The big banks are fielding a barrage of litigation and accusations for their part in the mortgage mess.
The latest salvo came from the Federal Housing Finance Agency, or FHFA, which oversees Fannie Mae and Freddie Mac. The regulator filed suit Friday against 17 major banks, including Bank of America, JPMorgan Chase, Citigroup and Goldman Sachs. The banks are being charged with bundling and selling mortgage backed securities that they knew to be low quality and failing to do due diligence on borrowers who ultimately defaulted. The FHFA is seeking billions of dollars in compensation.
Bank stocks took a beating Friday, led by an 8 percent drop in Bank of America stock.
Fannie Mae and Freddie Mac, now owned by the government, lost more than $30 billion in failed securities and much of the tab was picked up by taxpayers. Since the government took over in 2008, taxpayers have paid $140 billion to keep the agencies afloat. The FHFA is seeking to recoup some of those costs, but bank representatives claim that all the legal action will further stymie the housing market. Some analysts are worried that a bloodletting of cash to settle the suits will further hurt the financial industry, or worse, require more government bailouts.
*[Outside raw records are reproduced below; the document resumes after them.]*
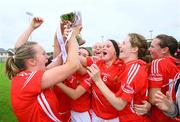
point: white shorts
(98, 119)
(80, 116)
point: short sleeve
(32, 84)
(155, 77)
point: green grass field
(6, 114)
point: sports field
(6, 114)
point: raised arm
(60, 73)
(36, 22)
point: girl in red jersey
(110, 67)
(78, 88)
(32, 97)
(133, 83)
(162, 73)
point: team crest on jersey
(116, 78)
(155, 77)
(105, 76)
(127, 88)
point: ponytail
(16, 62)
(11, 68)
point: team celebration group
(119, 81)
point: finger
(90, 74)
(168, 95)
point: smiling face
(125, 49)
(83, 52)
(155, 50)
(108, 51)
(97, 50)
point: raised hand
(36, 22)
(94, 72)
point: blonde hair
(139, 41)
(16, 62)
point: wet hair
(139, 41)
(168, 41)
(16, 62)
(89, 52)
(116, 46)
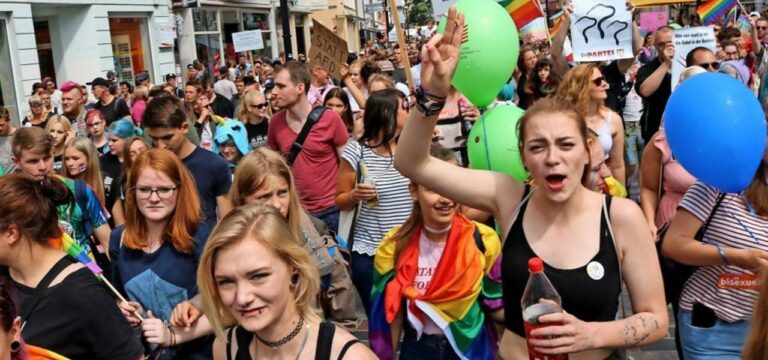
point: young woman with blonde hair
(81, 161)
(254, 275)
(585, 87)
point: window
(7, 87)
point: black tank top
(584, 297)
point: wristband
(722, 255)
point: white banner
(601, 30)
(686, 40)
(247, 40)
(440, 7)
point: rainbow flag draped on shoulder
(455, 298)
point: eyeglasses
(259, 106)
(713, 65)
(164, 193)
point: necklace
(437, 231)
(286, 339)
(301, 349)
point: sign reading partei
(328, 50)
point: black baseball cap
(98, 81)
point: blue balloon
(716, 129)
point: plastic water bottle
(539, 298)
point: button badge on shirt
(595, 270)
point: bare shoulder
(357, 351)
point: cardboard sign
(248, 40)
(328, 50)
(601, 30)
(686, 40)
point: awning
(644, 3)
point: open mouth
(555, 181)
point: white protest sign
(248, 40)
(601, 30)
(686, 40)
(440, 7)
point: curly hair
(575, 87)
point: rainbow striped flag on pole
(713, 10)
(522, 11)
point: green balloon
(492, 142)
(489, 53)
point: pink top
(676, 181)
(317, 164)
(137, 111)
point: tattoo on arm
(635, 333)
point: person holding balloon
(586, 88)
(716, 129)
(566, 224)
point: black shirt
(257, 134)
(653, 106)
(115, 110)
(222, 107)
(79, 319)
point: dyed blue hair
(124, 129)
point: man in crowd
(224, 86)
(317, 162)
(165, 122)
(112, 107)
(72, 101)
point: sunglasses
(259, 106)
(713, 65)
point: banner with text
(328, 50)
(601, 30)
(248, 40)
(686, 40)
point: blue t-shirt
(161, 280)
(212, 177)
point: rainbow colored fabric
(711, 11)
(522, 11)
(454, 299)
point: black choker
(286, 339)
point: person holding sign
(565, 223)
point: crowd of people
(268, 210)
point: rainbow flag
(712, 10)
(522, 11)
(454, 299)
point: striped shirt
(395, 201)
(732, 226)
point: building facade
(80, 40)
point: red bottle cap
(535, 265)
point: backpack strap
(313, 117)
(346, 347)
(29, 306)
(325, 340)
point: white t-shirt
(430, 253)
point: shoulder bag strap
(325, 341)
(312, 119)
(37, 295)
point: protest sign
(601, 30)
(686, 40)
(328, 50)
(247, 40)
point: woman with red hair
(155, 254)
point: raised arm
(484, 190)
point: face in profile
(254, 284)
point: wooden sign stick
(405, 61)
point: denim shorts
(433, 347)
(633, 143)
(723, 341)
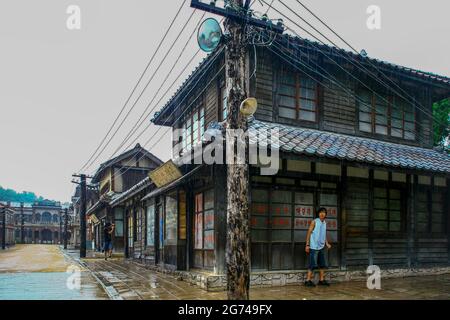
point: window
(151, 225)
(386, 115)
(387, 216)
(297, 97)
(204, 230)
(118, 220)
(402, 120)
(193, 129)
(280, 220)
(182, 215)
(171, 217)
(430, 210)
(224, 102)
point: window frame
(390, 118)
(189, 125)
(298, 86)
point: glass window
(224, 102)
(387, 210)
(297, 97)
(386, 115)
(151, 225)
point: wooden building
(348, 142)
(38, 222)
(112, 179)
(7, 231)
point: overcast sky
(60, 90)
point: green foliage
(14, 196)
(441, 114)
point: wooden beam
(370, 220)
(220, 224)
(343, 190)
(410, 218)
(447, 216)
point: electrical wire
(135, 87)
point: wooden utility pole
(65, 229)
(83, 191)
(22, 224)
(83, 217)
(238, 233)
(4, 229)
(60, 227)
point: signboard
(165, 174)
(94, 219)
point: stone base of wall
(212, 282)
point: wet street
(39, 272)
(131, 281)
(42, 272)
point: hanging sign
(165, 174)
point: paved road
(39, 272)
(135, 283)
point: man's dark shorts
(108, 246)
(318, 259)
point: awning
(171, 185)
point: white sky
(60, 90)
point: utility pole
(237, 82)
(238, 233)
(60, 228)
(22, 224)
(83, 190)
(4, 229)
(65, 229)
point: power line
(211, 62)
(143, 116)
(146, 86)
(135, 87)
(333, 80)
(359, 66)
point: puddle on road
(48, 286)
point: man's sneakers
(309, 284)
(324, 283)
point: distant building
(114, 178)
(9, 219)
(41, 222)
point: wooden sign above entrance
(165, 174)
(94, 219)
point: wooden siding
(339, 109)
(357, 209)
(264, 89)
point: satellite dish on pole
(209, 35)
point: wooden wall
(337, 108)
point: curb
(112, 293)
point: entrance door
(279, 223)
(160, 232)
(130, 239)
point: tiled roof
(132, 191)
(379, 63)
(332, 145)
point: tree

Five of the biggest financial institutions, Bank of America, J.P. Morgan Chase, Wells Fargo, Citigroup and Ally Financial are already under fire from all 50 state attorneys general seeking billions in settlement for various mortgage wrongdoing .
New York forces banks to clean up their act ahead of a sale
In a separate action last week, three financial firms have agreed to end practices that led to mishandling mortgage paperwork and "robo-signing" foreclosure documents without reviewing them. The agreement was made with New York financial services superintendent Benjamin Lawsky and Goldman Sachs Group, Goldman's Litton Loan Servicing business and Ocwen Financial Corp.
An article in the Wall Street Journal says the firms also agreed to reduce mortgage principal by 25 percent for 143 New York borrowers. Lawsky imposed these reforms as part of the conditions of Goldman's pending sale of Litton to Ocwen, which would become the 12th largest mortgage servicer in the nation after the sale, with 700,000 loans.
The flurry of litigation against banks will eventually be sorted out, and ultimately, many analysts believe the financial institutions will have to pay --it's just a question of how much.